San Francisco: AI company Anthropic has acknowledged and resolved multiple issues that led users to believe its coding tool, Claude Code, had become less effective in recent weeks. Following widespread complaints, the company identified three key problems and confirmed that fixes have now been rolled out.

Claude Code, powered by Anthropic’s Claude models, is widely used for generating code from simple prompts. However, users across platforms such as X and Reddit had raised concerns that the tool’s performance had noticeably declined.

Users report drop in performance

Over the past few weeks, several users took to social media to express frustration with Claude Code. Many described the tool as inconsistent, less responsive, and even “unusable” in some cases.

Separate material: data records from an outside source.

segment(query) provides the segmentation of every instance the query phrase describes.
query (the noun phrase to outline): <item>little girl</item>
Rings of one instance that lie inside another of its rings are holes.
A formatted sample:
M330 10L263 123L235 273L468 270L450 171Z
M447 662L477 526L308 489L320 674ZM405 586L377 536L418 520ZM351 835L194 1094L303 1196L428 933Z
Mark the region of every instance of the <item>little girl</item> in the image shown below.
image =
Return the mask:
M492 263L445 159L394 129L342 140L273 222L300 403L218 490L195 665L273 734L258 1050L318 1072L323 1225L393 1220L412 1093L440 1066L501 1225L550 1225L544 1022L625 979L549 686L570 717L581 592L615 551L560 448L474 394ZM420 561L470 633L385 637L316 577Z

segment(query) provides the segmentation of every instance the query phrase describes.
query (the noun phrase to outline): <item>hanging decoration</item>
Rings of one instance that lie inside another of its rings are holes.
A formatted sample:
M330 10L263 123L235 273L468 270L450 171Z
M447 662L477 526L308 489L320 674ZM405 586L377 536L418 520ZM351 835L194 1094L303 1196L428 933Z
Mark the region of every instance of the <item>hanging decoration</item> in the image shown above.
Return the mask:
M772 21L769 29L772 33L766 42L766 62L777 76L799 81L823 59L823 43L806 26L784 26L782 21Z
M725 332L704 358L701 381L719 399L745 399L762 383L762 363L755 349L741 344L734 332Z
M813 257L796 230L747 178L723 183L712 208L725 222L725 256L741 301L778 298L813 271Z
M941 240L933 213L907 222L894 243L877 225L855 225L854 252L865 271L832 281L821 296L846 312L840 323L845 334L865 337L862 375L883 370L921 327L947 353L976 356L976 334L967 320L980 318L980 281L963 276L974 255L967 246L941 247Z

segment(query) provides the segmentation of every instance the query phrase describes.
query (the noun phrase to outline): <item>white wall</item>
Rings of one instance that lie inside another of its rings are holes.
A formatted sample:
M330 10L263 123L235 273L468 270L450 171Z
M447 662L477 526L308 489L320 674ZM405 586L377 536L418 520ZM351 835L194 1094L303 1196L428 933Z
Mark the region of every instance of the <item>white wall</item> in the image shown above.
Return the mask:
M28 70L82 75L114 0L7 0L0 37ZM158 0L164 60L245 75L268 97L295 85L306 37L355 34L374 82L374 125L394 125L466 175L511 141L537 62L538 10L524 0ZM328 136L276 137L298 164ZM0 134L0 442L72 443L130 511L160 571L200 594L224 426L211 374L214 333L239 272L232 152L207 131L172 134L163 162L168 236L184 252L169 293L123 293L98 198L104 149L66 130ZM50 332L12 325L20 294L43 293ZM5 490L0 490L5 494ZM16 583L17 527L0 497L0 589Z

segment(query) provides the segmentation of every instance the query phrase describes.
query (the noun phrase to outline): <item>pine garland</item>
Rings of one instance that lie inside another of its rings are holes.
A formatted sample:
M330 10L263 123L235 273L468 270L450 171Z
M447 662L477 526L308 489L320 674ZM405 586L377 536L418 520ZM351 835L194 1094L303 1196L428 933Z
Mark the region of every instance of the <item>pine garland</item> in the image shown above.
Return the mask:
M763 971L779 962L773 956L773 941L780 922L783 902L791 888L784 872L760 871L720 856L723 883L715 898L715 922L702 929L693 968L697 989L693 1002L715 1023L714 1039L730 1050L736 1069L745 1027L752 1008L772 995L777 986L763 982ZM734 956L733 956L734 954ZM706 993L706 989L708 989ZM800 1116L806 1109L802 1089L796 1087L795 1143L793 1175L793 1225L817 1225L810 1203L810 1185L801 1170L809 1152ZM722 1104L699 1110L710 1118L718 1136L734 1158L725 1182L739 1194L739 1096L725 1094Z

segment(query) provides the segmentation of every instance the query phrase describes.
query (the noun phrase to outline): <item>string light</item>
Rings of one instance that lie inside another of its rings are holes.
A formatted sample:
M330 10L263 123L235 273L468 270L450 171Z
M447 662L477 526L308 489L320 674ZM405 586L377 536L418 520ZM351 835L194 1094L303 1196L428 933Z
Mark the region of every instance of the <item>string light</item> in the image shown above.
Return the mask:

Some users compared its behaviour to that of an unreliable employee, claiming it ignored instructions or deviated from assigned tasks. These complaints quickly gained traction, raising questions about the reliability of AI-powered coding assistants.

This is not the first time Anthropic has faced scrutiny, as the company had earlier been criticised over access limitations to its Pro plan.

Company denies intentional downgrade

Responding to the backlash, Anthropic clarified that it had not intentionally reduced the performance of its models. The company stated, “We never intentionally degrade our models,” emphasising that the issues were unintended side effects of recent updates.

Boris Cherny, head of Claude Code, described the investigation into the problem as one of the most complex the team has undertaken.

Anthropic also confirmed that the issues primarily affected Claude Code, the Claude Agent SDK, and Claude Cowork. Importantly, its API and inference systems remained unaffected.

Three key issues identified

After an internal probe, Anthropic pinpointed three specific changes that contributed to the perceived decline in performance.

Change in reasoning settings

The first issue dates back to March 4, when the company adjusted the default reasoning setting from “high” to “medium”. This change was intended to improve response speed.

However, users preferred more detailed and accurate outputs, even if it meant slightly slower responses. The shift resulted in answers that appeared less intelligent or thorough.

Memory bug affecting sessions

The second issue emerged on March 26 and involved how Claude handled inactive sessions. The system was designed to clear older context after an hour of inactivity.

However, a bug caused this memory reset to occur repeatedly during ongoing sessions. This made the AI appear forgetful and led to repetitive or inconsistent responses.

Reduced verbosity impacting quality

The third issue arose on April 16, when Anthropic reduced the verbosity of Claude’s responses. While the goal was to make outputs more concise, the change negatively impacted coding quality.

Combined with other prompt adjustments, this made the AI’s responses less useful for developers relying on detailed guidance.

Fixes implemented and limits reset

Anthropic confirmed that all three issues were addressed in a patch released on April 20. In addition to fixing the bugs, the company has reset user limits, allowing broader access to Claude Code features.

The combined effect of the earlier changes had created what Anthropic described as “broad and inconsistent degradation”, as different users experienced different issues at different times.

Restoring user confidence

With the fixes now in place, Anthropic says users should no longer face the same problems. The company hopes the update will restore confidence in Claude Code as a reliable AI coding assistant.

The episode highlights the challenges of maintaining performance consistency in rapidly evolving AI systems, where even minor adjustments can significantly affect user experience.

Conclusion

Anthropic’s swift response to user feedback and its transparency in identifying the root causes reflect the growing importance of accountability in the AI space. As tools like Claude Code become integral to development workflows, ensuring stability and reliability remains crucial.

While the recent issues caused frustration, the fixes may help reinforce trust among users and underline the need for continuous monitoring in AI-driven platforms.